In [2]:
import numpy as np

# 9.1 Inductive Bias

### 9.1.1 Inverse Problems

Most machine learning problems are *inverse problems*:\
Given a conditional distribution, we may easily generate samples of observations from the distribution. In ML, we almost always care to solve the *inverse* of this problem - i.e. given a sample of observations, determine the distribution that generated them. The fundamental difficulty with this is that infinitely many distributions could have generated any sample of observations. 

The preference for one distribution over others is called *inductive bias*. This umbrella term is lent to many flavors of useful bias such as domain knowledge or medium knowledge (like knowing that the medium of images possesses translation invariance), among many others.

### 9.1.2 No Free Lunch Theorem

This theorem states that every learning algorithm is as good as any other when averaged over all possible problems...

In finding good inductive biases, we want biases that are appropriate to the broad class of problems that our models will be applied to in practice. For a given application, better results are obtained by incorporating stronger inductive biases for the specific applications of interest.

### 9.1.3 Symmetry and Invariance

In many applications, good predictions are *invarian* under one or more transformations of the input variables. For instance, computer vision models should be able to identify objects regardless of where they appear in an image (*translation invariance*). 

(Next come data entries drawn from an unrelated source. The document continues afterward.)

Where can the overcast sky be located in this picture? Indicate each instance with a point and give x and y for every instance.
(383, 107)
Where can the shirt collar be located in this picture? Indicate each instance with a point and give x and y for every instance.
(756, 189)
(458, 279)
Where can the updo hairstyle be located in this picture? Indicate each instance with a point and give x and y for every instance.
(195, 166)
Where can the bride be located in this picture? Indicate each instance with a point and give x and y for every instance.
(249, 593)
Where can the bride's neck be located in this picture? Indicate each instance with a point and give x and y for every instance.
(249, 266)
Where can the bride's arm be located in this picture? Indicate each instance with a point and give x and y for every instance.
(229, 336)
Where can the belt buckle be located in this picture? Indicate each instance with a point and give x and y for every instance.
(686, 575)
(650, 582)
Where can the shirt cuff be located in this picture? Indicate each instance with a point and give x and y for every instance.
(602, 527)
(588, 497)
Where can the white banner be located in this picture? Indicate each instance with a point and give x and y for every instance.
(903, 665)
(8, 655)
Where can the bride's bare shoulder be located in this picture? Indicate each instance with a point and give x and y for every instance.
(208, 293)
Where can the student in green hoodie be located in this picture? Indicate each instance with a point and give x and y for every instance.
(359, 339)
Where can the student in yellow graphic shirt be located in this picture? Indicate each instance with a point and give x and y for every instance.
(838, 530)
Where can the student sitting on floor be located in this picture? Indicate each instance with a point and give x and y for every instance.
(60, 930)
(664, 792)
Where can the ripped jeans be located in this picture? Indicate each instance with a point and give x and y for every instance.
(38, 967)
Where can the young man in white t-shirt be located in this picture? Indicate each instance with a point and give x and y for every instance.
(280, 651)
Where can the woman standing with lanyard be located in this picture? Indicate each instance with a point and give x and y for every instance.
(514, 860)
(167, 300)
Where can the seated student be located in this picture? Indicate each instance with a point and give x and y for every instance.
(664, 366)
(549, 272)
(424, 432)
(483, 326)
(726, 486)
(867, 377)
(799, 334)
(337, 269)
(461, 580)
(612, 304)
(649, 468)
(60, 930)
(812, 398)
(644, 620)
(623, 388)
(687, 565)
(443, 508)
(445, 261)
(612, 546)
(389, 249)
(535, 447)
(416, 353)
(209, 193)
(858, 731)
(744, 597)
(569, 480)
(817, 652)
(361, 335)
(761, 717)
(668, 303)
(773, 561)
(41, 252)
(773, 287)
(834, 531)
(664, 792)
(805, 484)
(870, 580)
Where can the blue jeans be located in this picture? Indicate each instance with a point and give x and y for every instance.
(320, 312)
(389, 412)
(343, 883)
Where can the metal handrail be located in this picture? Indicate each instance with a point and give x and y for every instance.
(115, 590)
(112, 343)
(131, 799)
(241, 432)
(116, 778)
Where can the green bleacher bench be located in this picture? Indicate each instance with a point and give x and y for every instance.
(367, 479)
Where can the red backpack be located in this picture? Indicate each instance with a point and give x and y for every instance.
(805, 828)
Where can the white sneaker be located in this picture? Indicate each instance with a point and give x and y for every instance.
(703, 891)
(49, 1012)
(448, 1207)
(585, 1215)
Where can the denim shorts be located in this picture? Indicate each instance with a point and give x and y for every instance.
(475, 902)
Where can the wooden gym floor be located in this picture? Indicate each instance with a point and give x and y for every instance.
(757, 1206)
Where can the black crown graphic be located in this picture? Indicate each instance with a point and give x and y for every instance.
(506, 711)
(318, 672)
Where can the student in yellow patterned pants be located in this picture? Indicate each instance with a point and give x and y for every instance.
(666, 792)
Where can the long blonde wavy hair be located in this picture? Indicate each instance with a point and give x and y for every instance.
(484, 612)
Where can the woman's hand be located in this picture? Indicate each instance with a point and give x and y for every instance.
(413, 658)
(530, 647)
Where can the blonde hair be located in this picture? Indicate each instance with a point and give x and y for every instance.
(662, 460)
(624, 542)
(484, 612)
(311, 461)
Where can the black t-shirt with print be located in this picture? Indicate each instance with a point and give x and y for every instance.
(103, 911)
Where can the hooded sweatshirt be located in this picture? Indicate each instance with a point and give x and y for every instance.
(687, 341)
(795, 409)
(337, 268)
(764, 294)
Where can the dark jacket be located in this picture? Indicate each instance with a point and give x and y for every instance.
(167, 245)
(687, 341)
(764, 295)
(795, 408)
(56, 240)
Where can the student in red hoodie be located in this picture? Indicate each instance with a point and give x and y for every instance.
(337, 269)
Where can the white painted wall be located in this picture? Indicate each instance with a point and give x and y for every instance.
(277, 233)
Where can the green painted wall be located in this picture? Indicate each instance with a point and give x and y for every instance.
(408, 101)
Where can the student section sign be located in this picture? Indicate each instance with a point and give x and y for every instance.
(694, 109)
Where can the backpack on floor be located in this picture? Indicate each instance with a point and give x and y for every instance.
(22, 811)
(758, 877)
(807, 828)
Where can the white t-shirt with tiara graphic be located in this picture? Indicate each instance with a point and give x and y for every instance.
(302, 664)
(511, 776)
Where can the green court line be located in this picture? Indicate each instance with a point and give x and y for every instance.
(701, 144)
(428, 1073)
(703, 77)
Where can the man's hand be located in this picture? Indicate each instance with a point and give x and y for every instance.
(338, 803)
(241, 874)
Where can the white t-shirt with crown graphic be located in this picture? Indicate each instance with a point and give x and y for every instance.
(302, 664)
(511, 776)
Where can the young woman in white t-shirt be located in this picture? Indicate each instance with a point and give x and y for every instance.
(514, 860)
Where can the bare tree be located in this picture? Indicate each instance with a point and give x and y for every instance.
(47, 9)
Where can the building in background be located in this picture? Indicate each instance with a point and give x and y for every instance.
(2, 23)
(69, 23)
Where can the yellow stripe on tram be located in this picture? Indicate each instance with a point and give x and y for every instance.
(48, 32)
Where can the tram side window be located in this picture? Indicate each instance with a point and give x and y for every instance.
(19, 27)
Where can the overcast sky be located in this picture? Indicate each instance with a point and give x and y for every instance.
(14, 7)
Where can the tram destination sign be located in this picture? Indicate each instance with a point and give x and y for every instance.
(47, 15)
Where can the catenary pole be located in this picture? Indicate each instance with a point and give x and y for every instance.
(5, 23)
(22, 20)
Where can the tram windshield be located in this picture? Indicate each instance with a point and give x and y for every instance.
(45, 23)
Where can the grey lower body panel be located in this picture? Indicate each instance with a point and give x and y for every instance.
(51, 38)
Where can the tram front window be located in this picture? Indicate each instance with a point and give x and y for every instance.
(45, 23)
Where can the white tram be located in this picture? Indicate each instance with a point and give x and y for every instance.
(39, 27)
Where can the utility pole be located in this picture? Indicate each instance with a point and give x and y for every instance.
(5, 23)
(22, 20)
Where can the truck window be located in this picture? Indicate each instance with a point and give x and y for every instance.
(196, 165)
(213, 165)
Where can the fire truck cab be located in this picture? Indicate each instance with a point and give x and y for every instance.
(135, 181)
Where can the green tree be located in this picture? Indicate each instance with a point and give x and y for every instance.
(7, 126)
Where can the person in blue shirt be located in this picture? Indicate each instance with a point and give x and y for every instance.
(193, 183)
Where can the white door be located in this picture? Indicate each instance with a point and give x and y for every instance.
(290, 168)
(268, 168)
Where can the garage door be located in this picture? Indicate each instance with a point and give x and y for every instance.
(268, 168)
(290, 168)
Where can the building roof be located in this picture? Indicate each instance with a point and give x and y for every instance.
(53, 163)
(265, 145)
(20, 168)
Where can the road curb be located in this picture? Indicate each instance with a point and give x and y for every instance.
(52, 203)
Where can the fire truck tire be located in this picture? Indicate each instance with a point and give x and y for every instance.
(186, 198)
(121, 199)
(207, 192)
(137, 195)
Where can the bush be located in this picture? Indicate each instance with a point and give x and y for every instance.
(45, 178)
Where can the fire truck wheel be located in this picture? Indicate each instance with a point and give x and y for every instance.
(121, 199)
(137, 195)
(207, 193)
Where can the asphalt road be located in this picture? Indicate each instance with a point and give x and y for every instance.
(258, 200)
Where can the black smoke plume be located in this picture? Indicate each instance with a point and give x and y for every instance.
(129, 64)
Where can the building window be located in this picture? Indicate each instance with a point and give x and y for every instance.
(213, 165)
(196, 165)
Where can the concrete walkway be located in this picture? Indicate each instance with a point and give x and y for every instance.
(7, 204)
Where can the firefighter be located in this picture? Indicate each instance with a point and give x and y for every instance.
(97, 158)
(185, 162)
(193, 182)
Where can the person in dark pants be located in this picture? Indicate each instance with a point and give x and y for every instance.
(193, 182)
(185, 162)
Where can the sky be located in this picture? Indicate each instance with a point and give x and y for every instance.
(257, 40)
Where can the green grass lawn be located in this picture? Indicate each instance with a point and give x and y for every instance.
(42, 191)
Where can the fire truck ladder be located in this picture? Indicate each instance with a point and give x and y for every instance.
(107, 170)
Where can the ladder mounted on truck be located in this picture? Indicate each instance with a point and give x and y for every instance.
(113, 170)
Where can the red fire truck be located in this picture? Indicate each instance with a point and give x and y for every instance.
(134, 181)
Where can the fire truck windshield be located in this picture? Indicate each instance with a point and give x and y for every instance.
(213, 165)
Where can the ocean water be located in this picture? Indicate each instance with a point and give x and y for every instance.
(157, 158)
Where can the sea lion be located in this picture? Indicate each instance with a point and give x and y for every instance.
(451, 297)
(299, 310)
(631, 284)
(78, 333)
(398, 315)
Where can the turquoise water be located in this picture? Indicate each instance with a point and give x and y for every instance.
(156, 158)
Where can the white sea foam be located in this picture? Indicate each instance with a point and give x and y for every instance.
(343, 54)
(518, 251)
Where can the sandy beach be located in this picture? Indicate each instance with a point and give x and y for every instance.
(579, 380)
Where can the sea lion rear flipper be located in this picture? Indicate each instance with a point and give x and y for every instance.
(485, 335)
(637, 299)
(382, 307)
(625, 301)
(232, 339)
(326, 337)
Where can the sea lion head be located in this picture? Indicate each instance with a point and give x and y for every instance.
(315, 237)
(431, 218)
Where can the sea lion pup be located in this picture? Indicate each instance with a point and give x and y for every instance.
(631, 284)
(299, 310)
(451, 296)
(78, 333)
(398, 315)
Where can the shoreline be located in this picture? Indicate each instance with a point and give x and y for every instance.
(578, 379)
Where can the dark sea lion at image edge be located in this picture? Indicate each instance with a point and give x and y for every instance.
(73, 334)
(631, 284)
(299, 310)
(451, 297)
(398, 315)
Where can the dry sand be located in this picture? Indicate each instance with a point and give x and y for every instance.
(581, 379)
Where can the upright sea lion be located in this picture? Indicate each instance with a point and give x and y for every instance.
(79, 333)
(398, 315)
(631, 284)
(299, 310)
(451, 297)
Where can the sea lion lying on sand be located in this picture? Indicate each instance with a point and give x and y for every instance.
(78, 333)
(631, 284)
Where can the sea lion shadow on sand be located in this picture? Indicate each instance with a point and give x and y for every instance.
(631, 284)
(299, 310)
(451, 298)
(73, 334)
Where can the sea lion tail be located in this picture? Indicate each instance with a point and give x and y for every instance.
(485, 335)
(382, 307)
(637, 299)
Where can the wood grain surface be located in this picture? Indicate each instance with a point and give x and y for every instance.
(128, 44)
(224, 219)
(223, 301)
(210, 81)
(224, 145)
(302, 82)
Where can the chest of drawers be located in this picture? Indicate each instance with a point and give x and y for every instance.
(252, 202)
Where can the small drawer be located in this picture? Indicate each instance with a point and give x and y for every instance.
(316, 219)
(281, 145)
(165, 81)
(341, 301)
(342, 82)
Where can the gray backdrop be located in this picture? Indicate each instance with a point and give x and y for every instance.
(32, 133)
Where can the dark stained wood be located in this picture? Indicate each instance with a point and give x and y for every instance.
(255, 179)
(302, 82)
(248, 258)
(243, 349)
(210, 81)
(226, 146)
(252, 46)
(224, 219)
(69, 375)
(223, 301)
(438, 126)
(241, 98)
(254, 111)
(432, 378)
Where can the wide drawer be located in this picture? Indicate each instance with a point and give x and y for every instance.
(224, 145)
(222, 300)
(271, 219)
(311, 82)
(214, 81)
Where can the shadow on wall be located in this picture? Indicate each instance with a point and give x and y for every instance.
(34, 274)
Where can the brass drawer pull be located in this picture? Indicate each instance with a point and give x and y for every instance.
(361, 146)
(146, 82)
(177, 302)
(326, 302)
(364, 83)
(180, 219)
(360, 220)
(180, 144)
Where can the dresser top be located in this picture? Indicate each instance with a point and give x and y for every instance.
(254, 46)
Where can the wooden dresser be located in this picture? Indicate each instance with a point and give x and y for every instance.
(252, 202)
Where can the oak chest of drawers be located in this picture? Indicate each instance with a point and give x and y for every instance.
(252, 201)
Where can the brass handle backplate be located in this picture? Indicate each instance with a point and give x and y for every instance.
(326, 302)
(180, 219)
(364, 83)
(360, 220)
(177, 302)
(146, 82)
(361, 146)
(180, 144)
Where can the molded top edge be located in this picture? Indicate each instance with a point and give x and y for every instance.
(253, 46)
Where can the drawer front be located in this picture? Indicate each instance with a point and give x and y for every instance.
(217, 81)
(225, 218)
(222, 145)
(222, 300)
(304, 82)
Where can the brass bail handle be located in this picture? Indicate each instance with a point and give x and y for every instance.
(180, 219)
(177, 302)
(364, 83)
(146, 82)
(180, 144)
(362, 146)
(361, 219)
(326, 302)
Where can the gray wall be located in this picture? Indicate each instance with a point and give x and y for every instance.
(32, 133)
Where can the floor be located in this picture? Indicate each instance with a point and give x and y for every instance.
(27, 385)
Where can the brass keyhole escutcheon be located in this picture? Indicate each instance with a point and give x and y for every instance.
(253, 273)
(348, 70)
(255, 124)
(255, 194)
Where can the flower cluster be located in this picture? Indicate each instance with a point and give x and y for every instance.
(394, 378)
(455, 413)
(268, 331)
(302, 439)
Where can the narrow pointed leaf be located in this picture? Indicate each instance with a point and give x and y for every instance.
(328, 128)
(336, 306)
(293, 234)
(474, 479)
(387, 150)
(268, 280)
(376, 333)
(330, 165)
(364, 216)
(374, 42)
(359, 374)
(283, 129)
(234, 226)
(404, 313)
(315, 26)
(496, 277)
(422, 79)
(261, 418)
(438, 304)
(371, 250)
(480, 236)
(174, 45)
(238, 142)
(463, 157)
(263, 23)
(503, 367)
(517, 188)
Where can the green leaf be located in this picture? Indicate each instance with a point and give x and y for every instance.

Transformations that leave crucial properties unchanged represent *symmetries* in an ML context. For instance, a cat should be identifiable as a cat regardless of whether it is changed by a transformation of scale or position in an image. Thus, the dominant features that identify it as a cat are *symmetric* under these transformations. The set of all transformations that correspond to a particular symmetry comprise a *group*...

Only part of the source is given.